Transfers of property to minors pose significant challenges. Aside from the legal barriers to the ability of a minor to enter into binding contracts, even individuals who are approaching adulthood may be inexperienced in managing assets. A formal trust for the benefit of a minor, in which ownership and control are held by the trustee, can be complex and require its own income tax returns. For small or modest property transfers, a trust may not be a suitable choice.
The Uniform Transfers to Minors Act (UTMA), which has been adopted by almost every state, the District of Columbia, and the U.S. Virgin Islands, may offer a solution. South Carolina has not adopted UTMA, but uses the older Uniform Gifts to Minors Act.
Under UTMA, any type of property, including real estate, cash, stocks and bonds, limited partnership units, tangible personal property, bequests, and life insurance policies or proceeds, can be transferred to a custodian for the benefit of a minor. Depending on the state, the custodianship continues until the minor attains age 18 or 21. Some states, such as California and Florida, permit an election for the UTMA relationship to last until age 25.
Under UTMA, the custodial relationship is created by executing a simple instrument, the form of which is set forth in the statute. That instrument specifies which state’s UTMA statute is to apply: the state of residence of the transferor, of the minor, of the custodian, or of the location of the custodial property. The property is under the control of the custodian, not the minor.

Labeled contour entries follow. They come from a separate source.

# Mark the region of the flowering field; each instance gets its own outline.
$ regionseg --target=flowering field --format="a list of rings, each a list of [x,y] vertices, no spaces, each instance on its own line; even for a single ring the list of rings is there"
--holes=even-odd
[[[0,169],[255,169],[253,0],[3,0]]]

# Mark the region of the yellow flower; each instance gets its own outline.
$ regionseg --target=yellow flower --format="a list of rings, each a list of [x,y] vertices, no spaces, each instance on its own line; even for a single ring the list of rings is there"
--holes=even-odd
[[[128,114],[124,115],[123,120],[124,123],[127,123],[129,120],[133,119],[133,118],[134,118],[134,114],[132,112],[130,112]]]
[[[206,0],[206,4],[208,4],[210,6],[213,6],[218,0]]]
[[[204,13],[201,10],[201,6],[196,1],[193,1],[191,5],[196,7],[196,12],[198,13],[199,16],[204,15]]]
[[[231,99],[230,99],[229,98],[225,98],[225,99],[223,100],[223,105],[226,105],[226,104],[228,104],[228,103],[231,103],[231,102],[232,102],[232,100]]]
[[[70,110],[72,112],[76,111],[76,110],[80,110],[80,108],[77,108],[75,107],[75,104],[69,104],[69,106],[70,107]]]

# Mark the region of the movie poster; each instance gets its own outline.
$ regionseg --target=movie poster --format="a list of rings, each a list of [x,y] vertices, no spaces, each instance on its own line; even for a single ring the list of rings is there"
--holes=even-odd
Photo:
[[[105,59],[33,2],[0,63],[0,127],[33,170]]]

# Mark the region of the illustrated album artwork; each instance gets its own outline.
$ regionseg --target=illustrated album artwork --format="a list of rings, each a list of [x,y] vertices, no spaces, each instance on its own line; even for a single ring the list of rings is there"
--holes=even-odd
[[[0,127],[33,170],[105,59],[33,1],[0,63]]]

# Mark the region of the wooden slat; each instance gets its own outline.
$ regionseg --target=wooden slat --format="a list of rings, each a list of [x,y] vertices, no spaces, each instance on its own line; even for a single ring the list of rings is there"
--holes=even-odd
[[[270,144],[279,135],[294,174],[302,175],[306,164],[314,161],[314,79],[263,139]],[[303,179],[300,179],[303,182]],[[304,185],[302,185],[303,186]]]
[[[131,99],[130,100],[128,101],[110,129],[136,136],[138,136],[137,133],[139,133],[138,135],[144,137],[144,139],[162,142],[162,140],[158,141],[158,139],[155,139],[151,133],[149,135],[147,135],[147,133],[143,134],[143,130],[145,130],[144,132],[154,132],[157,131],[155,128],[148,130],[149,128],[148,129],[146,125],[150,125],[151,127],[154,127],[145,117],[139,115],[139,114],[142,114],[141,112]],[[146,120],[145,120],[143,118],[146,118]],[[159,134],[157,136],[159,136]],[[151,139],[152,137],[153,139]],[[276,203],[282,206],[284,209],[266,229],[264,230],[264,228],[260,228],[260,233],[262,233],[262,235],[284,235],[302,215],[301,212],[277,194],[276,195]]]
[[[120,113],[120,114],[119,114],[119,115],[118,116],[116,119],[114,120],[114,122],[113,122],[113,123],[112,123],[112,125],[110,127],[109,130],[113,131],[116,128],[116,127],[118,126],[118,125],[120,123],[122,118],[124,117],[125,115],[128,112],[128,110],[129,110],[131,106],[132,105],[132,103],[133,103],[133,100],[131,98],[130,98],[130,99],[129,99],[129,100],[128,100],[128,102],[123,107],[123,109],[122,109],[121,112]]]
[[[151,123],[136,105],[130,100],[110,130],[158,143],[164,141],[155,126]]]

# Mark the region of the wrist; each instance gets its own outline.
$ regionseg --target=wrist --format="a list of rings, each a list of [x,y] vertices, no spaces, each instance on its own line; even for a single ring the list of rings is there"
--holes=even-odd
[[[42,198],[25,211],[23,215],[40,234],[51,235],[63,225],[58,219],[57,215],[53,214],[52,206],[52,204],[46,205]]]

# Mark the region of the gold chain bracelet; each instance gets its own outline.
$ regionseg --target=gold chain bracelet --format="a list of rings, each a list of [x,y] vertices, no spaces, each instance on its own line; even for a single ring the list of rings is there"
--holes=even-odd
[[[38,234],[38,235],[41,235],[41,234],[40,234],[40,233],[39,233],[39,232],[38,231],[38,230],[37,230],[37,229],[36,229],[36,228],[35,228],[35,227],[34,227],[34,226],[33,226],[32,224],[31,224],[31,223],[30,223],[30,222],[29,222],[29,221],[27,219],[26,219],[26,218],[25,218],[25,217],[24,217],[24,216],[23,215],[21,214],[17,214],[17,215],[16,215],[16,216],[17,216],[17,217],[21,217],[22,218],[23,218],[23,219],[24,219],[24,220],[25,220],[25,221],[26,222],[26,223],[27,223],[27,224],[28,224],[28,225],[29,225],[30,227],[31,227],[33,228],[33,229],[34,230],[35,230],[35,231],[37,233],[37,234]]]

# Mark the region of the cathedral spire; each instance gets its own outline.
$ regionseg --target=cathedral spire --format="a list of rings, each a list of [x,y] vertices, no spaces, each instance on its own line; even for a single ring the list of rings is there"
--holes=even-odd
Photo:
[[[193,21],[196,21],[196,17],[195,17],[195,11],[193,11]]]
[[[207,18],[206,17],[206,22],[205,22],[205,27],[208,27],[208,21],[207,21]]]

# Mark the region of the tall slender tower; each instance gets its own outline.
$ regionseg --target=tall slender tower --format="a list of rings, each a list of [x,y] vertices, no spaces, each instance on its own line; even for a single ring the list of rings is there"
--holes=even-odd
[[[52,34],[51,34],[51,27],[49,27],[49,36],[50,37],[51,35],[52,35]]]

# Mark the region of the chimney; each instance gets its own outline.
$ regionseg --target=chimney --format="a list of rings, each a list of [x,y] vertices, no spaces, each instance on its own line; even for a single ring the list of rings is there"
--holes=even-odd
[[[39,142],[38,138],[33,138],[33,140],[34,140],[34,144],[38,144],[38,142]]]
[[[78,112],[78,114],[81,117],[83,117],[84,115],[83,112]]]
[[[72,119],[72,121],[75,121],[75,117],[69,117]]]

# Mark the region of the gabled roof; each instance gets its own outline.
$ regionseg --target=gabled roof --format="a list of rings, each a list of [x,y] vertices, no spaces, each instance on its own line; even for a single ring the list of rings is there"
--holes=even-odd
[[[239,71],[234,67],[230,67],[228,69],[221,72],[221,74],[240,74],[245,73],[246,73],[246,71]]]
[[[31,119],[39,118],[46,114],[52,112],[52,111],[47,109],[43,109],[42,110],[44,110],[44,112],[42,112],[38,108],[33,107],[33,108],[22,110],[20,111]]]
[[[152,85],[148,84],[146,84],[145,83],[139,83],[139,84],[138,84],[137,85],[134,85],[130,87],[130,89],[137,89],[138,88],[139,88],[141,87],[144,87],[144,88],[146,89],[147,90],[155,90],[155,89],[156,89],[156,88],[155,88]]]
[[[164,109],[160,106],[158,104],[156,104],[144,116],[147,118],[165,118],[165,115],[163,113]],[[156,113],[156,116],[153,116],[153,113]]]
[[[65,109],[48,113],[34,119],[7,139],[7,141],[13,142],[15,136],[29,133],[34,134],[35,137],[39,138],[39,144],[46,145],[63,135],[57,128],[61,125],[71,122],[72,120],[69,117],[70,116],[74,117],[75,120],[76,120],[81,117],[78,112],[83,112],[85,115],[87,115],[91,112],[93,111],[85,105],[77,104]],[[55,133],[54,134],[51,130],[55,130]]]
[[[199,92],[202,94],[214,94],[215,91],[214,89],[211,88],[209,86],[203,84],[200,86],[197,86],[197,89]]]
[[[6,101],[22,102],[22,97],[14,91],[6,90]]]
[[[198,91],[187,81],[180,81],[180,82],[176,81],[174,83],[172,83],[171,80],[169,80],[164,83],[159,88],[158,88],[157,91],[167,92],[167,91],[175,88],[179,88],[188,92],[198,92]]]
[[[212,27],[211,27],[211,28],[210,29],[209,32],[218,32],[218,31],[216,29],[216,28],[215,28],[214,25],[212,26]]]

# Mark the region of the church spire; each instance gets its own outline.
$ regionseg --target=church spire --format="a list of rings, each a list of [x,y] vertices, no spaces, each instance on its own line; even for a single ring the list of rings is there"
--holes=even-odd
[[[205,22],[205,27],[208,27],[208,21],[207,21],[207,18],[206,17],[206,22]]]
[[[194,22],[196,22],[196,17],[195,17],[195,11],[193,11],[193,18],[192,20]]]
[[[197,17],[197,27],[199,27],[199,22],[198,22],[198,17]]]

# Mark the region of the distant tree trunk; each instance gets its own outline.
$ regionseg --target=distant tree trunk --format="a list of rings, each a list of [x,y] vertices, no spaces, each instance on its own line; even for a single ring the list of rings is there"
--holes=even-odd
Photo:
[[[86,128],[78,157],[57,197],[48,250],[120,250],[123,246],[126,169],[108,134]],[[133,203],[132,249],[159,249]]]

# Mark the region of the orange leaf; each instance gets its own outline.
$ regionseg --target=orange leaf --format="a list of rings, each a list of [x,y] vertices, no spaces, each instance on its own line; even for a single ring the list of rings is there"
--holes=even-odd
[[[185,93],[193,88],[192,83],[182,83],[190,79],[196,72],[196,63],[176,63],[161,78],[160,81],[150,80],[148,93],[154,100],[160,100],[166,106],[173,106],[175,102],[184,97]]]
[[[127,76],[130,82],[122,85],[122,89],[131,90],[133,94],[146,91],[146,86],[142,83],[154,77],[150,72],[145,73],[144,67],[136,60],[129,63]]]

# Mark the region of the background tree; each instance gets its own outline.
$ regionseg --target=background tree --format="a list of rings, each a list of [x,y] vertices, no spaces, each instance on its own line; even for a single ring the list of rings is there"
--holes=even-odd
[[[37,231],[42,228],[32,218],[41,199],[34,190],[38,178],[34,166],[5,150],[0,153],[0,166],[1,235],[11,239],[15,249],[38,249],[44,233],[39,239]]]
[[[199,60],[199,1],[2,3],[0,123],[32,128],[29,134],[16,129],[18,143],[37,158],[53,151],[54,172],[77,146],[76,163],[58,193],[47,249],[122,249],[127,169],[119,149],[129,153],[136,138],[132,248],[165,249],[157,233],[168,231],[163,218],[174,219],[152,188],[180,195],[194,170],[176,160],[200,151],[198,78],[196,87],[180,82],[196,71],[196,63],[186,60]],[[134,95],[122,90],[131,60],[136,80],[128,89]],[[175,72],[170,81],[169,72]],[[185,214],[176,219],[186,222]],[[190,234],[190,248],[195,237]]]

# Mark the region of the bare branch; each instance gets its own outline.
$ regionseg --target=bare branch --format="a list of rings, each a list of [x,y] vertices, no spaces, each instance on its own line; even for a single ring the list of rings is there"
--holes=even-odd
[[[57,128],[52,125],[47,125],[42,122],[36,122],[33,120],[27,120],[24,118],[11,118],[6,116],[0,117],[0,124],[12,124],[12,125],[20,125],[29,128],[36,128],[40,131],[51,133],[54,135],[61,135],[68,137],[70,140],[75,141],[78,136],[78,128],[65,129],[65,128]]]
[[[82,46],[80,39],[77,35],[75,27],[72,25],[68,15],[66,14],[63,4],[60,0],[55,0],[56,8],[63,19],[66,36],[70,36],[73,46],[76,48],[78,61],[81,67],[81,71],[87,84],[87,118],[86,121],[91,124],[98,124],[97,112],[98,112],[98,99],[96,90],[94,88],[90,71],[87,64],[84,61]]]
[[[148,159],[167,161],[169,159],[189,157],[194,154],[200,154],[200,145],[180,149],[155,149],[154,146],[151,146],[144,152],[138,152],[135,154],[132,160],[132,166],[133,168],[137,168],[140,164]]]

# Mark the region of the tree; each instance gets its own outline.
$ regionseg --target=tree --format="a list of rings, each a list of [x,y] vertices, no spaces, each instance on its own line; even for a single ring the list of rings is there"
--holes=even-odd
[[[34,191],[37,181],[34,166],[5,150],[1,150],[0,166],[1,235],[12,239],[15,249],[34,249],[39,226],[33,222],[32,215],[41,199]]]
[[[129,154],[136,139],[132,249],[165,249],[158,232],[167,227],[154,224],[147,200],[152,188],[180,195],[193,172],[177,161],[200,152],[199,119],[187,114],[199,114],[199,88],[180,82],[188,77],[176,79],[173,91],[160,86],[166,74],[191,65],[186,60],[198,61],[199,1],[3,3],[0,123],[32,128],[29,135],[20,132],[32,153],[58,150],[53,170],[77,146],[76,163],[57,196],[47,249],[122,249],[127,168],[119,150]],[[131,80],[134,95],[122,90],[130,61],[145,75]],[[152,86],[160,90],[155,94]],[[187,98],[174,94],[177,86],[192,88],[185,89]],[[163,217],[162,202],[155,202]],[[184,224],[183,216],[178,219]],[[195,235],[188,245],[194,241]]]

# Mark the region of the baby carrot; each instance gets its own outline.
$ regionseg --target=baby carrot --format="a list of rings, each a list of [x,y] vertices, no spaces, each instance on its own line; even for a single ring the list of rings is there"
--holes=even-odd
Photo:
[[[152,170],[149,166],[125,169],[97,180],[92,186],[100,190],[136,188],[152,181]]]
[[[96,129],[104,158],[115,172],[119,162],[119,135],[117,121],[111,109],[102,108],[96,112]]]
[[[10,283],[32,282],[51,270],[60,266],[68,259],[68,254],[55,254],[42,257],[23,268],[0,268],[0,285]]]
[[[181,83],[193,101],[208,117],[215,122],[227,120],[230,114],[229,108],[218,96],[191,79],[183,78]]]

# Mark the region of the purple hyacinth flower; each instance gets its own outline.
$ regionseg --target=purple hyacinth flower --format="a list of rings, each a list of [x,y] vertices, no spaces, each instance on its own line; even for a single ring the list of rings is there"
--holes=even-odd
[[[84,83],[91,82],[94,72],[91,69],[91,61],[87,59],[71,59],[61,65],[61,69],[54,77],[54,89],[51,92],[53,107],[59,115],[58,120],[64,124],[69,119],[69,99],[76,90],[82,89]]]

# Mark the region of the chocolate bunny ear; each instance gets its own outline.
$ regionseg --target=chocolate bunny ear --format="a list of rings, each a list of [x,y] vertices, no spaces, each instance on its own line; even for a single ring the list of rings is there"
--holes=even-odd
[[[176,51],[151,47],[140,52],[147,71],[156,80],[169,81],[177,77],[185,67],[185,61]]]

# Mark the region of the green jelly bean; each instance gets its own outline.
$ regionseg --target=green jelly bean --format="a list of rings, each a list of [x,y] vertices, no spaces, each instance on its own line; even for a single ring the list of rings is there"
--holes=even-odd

The custodian must use the property for the sole benefit of the minor.
Who Should Not Be a Custodian
For an asset to be held in UTMA form, all that is necessary is for it to be registered in the name of the transferor or some other adult, or a trust company, followed in substance by the words, “as custodian for __________ (name of minor) under the ________________ (name of applicable state) Uniform Transfers to Minors Act.”
The minor’s Social Security number is used for the UTMA account, and the income is reported using the minor’s Social Security number. As a result of the changes made to the so-called “Kiddie Tax” in 2017, the federal income tax on the investment income of individuals under age 19, or under age 24 if full-time students, is no longer taxed at the parents’ tax rate. Instead, beginning in 2018, the Kiddie Tax rates for income in excess of $2,100 will be the rates applicable to trusts and estates. Trusts and estates tax rates reach 37% at only $12,500 of income. This could be a trap for the unwary, and so caution is advised.
Gifts to UTMA accounts qualify for the annual gift tax exclusion, which is currently $15,000 per recipient. Because of the broad discretion conferred on the custodian regarding the use of the custodial property for the benefit of the minor, the UTMA transfers will be included in the donor’s gross estate for estate tax purposes if the donor dies while serving as custodian. Therefore, a grandparent who makes gifts to the account should not be the custodian of an UTMA account for a grandchild.
Only one custodian is permitted at a time. An acting custodian can designate his or her successor, or a series of successor custodians.
In New York and some other states, a minor who is at least age 14 has the right to petition the court to remove a custodian for cause and to designate a successor custodian. A minor who has attained the age of 14 years is also authorized to petition the court for an accounting of the actions of the custodian.
Pros and Cons of UTMA Accounts
As you may have surmised, UTMA accounts are not a panacea. The main advantages are:
- Low cost to establish.
- Ease of administration and similarities among the states.
Some of the disadvantages of UTMA accounts include:
- Rigid distribution requirements upon attainment of adulthood.
- Loss of parental control of assets if a parent is not the custodian, but adverse estate tax implications if the transferor is also the custodian.
- Kiddie Tax rules that can affect the opportunity to save income taxes.
- Possible adverse impact on the child’s eligibility for college financial aid.
- The prospect of the child receiving more money at termination of the UTMA account than he or she is competent to manage (or willing to use prudently).
Nevertheless, in certain circumstances, an UTMA account may be an appropriate device for transferring modest amounts to children.
Section 529 Accounts
For some, tax-favored section 529 college savings accounts may be advisable. Funds in a 529 plan account must be used for “qualified education expenses” of the account beneficiary. Such expenses include tuition, fees, and often room and board for college, university, or post-secondary vocational school, as well as up to $10,000 annually of K-12 private or public school tuition.
The earnings of a 529 account grow free of income tax, and distributions are tax-free if used for allowable education expenses. Moreover, unlike an UTMA account, the owner of the 529 account can be the student’s parent, without inclusion in the parent’s estate for estate tax purposes. There are, however, restrictions on how the 529 account can be invested.
The impact of 529 accounts on college financial aid is complicated, and depends on who owns the account and the timing of distributions from the account.
You should consult with a knowledgeable advisor before establishing an UTMA or 529 plan account. For some beneficiaries, a traditional trust, having terms specified by the trust creator, may be a more suitable vehicle.